В повестях и рассказах 1930-х годов А. Гайдар особое внимание уделяет не результату, но процессу различения, неизменно изображая его как сложный, требующий от героя сверхусилия. Писателем вводится градация «своих», и наградой за успехи становится причисление героя к особенно доверенным «своим» — потенциальным хранителям Военной Тайны. По мере развития читателя ситуация различения требует от героев все больших интеллектуальных и эмоциональных затрат, поскольку «чужесть» может проявляться неожиданно («Дальние страны» — 1932; «Военная тайна» — 1935), не осознаваться самими ее носителями («Голубая чашка» — 1936), сознательно и хитроумно прятаться («Судьба барабанщика» — 1939)? скрываться в «своих» («Тимур и его команда» — 1940), скрываться в себе («Чук и Гек» — 1939), наконец, только казаться присутствующей («Комендант снежной крепости» — 1941). Ведение войны с условным противником, являющимся то ли тайным другом, то ли явным врагом, — главный предмет в школе советских подростков. При этом писатель не просто постепенно переводит читателей на все более сложные «уровни» игры «Найди чужака», но через развитие лейтмотивов крепости, тревоги, военной тайны и других меняет параметры изображаемого мира, делая его все менее однозначным, сохраняя тем не менее отчетливую, но уже не столько идеологическую, сколько психологическую границу между «своим» и «чужим», используя в качестве барьера понятие «справедливость».

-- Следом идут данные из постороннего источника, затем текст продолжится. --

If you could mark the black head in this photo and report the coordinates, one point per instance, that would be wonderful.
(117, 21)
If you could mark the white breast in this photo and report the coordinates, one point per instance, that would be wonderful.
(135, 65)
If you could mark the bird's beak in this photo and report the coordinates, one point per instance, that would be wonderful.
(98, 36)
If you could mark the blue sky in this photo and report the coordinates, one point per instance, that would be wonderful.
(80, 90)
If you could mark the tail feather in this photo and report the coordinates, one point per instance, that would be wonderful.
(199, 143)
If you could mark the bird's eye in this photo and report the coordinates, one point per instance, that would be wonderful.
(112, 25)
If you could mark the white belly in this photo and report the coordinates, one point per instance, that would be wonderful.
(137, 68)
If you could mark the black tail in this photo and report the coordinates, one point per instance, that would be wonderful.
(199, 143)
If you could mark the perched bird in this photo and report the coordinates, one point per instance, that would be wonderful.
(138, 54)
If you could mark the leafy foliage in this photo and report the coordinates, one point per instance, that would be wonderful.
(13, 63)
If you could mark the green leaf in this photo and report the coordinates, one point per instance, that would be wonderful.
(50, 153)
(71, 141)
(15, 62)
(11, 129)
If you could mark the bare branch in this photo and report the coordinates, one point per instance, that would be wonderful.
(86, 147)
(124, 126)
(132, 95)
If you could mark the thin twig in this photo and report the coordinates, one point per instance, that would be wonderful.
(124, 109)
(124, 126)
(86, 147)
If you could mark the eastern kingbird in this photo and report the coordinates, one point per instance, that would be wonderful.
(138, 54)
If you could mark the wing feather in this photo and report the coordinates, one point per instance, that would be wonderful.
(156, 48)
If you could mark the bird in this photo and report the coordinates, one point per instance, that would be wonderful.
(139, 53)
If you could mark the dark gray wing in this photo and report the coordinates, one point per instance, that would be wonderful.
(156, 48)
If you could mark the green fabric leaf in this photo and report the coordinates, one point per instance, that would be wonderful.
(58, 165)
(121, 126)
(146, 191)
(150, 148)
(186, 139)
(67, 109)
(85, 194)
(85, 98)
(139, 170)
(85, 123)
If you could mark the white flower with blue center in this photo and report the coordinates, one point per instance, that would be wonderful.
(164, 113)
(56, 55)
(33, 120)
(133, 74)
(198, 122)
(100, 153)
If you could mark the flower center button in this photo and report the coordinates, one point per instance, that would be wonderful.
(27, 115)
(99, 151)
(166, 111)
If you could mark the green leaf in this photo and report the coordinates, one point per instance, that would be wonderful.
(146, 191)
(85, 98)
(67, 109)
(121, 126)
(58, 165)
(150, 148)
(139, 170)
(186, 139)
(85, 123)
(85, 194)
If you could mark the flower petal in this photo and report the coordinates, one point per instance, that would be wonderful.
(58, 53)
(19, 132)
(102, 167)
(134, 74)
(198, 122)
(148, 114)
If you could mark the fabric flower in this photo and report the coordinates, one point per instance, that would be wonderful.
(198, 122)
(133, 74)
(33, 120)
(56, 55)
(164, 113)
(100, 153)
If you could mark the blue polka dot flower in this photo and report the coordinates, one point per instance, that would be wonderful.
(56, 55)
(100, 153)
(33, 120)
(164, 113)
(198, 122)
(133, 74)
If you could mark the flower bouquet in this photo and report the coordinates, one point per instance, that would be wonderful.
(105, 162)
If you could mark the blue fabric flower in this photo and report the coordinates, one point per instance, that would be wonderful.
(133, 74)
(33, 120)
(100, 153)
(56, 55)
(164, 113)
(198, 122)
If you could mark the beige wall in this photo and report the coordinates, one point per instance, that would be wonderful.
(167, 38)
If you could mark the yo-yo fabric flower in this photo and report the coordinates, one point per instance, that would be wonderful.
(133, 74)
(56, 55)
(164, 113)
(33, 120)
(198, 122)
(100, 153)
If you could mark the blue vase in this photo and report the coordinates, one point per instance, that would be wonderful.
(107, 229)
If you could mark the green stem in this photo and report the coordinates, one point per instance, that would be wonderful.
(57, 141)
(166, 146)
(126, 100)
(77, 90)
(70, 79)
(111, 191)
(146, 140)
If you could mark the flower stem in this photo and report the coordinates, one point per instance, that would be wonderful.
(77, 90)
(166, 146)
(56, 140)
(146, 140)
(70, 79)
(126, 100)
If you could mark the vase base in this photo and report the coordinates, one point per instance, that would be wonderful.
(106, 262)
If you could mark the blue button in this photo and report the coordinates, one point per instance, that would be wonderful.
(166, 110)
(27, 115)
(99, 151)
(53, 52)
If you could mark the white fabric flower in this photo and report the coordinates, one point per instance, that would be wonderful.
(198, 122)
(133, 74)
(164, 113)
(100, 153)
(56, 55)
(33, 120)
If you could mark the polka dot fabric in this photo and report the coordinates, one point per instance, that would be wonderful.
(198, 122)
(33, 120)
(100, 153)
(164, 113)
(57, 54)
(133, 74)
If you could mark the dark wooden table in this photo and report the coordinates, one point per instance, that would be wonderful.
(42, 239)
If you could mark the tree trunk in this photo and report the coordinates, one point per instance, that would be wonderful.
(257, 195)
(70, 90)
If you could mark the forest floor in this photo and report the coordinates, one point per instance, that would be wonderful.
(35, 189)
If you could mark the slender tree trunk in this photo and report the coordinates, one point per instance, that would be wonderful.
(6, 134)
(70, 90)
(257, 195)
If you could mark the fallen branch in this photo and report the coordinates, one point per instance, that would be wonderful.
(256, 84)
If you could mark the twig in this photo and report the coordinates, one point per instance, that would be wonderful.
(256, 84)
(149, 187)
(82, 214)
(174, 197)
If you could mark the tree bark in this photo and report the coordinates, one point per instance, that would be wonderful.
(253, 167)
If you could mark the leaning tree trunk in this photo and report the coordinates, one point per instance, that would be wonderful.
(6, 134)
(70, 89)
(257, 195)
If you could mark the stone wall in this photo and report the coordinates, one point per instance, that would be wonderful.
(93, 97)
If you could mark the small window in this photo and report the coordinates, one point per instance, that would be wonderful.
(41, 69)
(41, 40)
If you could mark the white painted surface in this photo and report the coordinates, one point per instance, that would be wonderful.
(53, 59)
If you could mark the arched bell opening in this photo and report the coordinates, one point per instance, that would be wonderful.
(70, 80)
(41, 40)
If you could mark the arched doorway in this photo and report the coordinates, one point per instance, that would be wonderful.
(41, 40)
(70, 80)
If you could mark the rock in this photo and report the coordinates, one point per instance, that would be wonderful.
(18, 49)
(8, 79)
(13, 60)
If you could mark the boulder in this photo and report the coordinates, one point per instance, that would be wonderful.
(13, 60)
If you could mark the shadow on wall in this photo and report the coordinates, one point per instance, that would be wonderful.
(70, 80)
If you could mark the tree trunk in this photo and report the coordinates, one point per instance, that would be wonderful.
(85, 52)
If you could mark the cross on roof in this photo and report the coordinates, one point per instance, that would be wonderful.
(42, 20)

Цель войны в творчестве Гайдара — защита / уничтожение советского строя. Ради этого одни готовы «бить белых и сегодня, и завтра, и до самой смерти, проверять на земле полевые караулы» (1, 33), другие — неутомимо идти на любые ухищрения ради получения чертежей оружия, срыва строительства завода, организации колхоза и т. п. Ненависть «белых» к «красным» носит во многом иррациональный характер: злодеи не вспоминают о добрых старых царских временах, у них нет плана будущего без советской власти, эта власть просто вызывает их зависть и желание разгадать ее загадку[110]. Все войны, начиная с Гражданской, — этапы единой справедливой со стороны советских людей войны по защите советского строя.
В символически-обобщенном виде образ этой войны создан в «Сказке о Военной Тайне, о Мальчише-Кибальчише и его твердом слове» (1933): война «наших отрядов» с «проклятыми буржуинами», напавшими на мирных тружеников. Но попытки завоевать «наших» и «забрать их в свое проклятое буржуинство» безуспешны, потому что от мала до велика «наши» готовы отстаивать свою землю, а их предводители, какими бы юными они ни были, знают Военную Тайну. Эта война в итоге заканчивается окончательной победой «наших», так как на их стороне могучая Красная Армия и привлекательная для других стран идея, благодаря которой, недоумевают буржуины, «как у вас кликнут, так у нас откликаются, как у вас запоют, так у нас подхватывают, что у вас скажут, над тем у нас задумаются» (2, 187). Поэтому «при первом грохоте войны забурлили в Горном Буржуинстве восстания, и откликнулись тысячи гневных голосов и из Равнинного Королевства, и из Снежного Царства, и из Знойного Государства. И в страхе бежал Главный Буржуин, громко проклиная эту страну с ее удивительным народом, с ее непобедимой армией и с ее неразгаданной Военной Тайной» (2, 190). Неназванная Тайна включает в себя в первую очередь глубокую веру в основополагающую справедливую идею государства трудящихся.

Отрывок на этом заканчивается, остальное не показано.